New York: Sonia Gandhi has declined to provide a copy of her passport to a US court here as documentary evidence in the 1984 anti-Sikh riots case, citing refusal by the Indian government on grounds of personal security and confidentiality.
US District Judge Brian Cogan had last month asked Gandhi to provide some form of documentary evidence by April 7 to enable the court to make a determination about her presence in the United States.
The court order had come on a lawsuit filed by the rights groups Sikhs for Justice (SFJ) which claimed it had served summons on Gandhi when she had allegedly visited Memorial Sloan-Kettering Cancer Centre in the city for a medical check-up in September last year.
The lawsuit against Gandhi hinges on the issue of whether she was served summons on September 9 as the group claims or whether she was not present in the US during that time as per her assertion.
The SFJ has sought compensatory and punitive damages from Gandhi for her alleged role in “shielding and protecting” Congress party leaders including Kamal Nath, Sajjan Kumar and Jagdish Tytler from prosecution for their alleged role in the 1984 riots.
Gandhi’s attorney Ravi Batra on Monday submitted before the court that his client has “nothing to hide”.
Batra handed over to court as exhibit a letter dated April 5 signed by Gandhi to him in which she states that “in matters of disclosure of my travels, which are contained in the passport document, the Government of India has informed me that they would not permit such a disclosure.
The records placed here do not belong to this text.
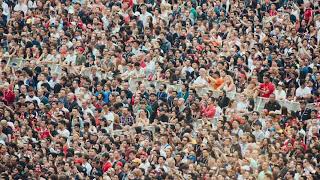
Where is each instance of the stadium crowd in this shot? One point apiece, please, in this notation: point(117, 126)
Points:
point(159, 89)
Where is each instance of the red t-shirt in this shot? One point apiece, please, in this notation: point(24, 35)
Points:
point(269, 87)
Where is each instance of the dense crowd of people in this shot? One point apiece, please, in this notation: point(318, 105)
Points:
point(159, 89)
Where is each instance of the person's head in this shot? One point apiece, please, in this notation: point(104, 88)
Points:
point(202, 72)
point(266, 79)
point(272, 97)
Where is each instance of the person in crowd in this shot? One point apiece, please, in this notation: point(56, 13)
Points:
point(170, 89)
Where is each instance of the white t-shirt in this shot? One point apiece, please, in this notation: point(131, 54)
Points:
point(200, 81)
point(280, 94)
point(21, 7)
point(64, 133)
point(301, 92)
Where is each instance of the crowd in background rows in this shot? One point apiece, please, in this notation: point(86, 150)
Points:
point(159, 89)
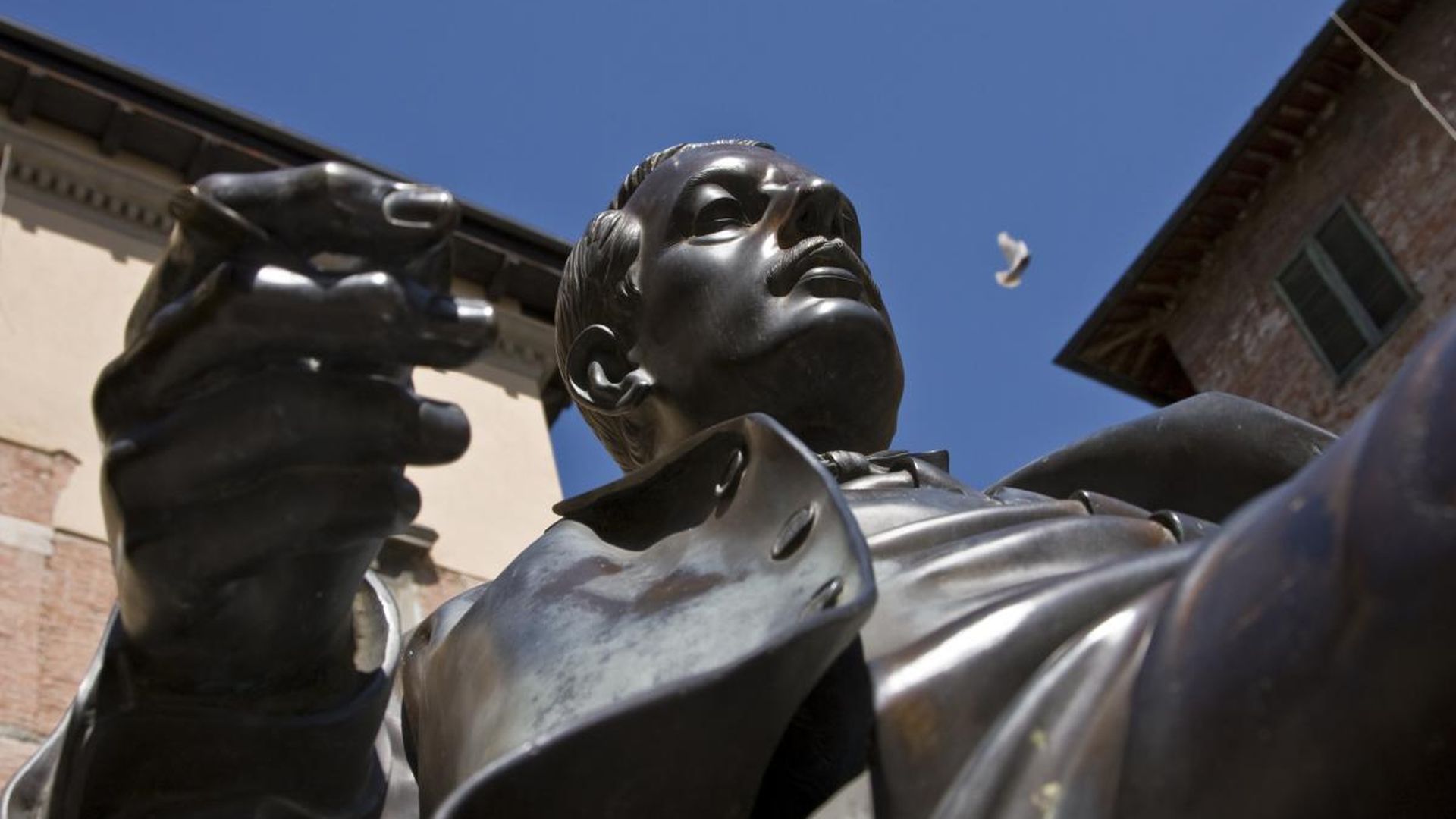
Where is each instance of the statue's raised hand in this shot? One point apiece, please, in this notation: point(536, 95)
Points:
point(259, 420)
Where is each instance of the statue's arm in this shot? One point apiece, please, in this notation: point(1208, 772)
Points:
point(256, 428)
point(1304, 665)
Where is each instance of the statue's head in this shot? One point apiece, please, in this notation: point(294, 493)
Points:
point(726, 279)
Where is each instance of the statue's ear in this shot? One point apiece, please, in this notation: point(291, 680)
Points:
point(601, 375)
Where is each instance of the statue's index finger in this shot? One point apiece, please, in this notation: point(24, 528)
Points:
point(337, 207)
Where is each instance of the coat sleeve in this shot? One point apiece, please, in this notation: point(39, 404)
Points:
point(120, 752)
point(1302, 667)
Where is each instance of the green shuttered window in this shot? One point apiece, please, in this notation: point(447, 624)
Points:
point(1346, 292)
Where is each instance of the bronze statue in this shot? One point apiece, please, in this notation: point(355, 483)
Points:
point(1213, 611)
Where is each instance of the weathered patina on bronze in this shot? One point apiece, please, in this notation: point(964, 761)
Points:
point(1212, 611)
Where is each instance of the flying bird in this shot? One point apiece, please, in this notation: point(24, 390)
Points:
point(1017, 256)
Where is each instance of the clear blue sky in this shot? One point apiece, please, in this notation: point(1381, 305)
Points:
point(1076, 126)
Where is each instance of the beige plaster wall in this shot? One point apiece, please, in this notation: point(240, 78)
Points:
point(66, 286)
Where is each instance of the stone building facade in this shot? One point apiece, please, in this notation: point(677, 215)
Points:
point(1338, 148)
point(91, 155)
“However, as I have nothing to hide, I voluntarily relinquish the plea of lack of personal jurisdiction. I may add that the present submission is without prejudice to the plea of want of jurisdiction in relation to the subject matter.”
Batra, in his submission to court, said he was informed over the weekend that the Indian government has refused to permit the release of 67-year-old Gandhi’s passport because of “concerns with respect to her personal security and keeping confidential the methods used to protect her.
“It appears that much as our government’s Secret Service and Diplomatic Security agents need to keep their means and methods confidential, so too do the Indian authorities with respect to those they are charged with protecting,” he said.
He said that Gandhi “wishes to be as cooperative as she can” in resolving the lawsuit brought against her by the rights group to arrive at a final determination” of the case, “notwithstanding that she was not in the United States, nor served with process.”
Batra said Gandhi does not possess records of the US government agencies, such as Customs and Border Protection entry and exit stamps into and out of the US or records of the Memorial Sloan-Kettering Cancer Center “given she was not there during the subject period.”
Gandhi is keen to bring the case to an “expeditious resolution” without the delays that may be caused by requesting federal government agencies to produce travel records or by asking Sloan-Kettering to furnish “non-existent records,” Batra added.
She had previously filed a motion in court seeking dismissal of the lawsuit filed by SFJ, citing lack of personal jurisdiction and that she was never personally served with the summons in the case.
SFJ legal adviser G S Pannun alleged that successive Indian governments have “thwarted attempts of 1984 victims to seek justice.”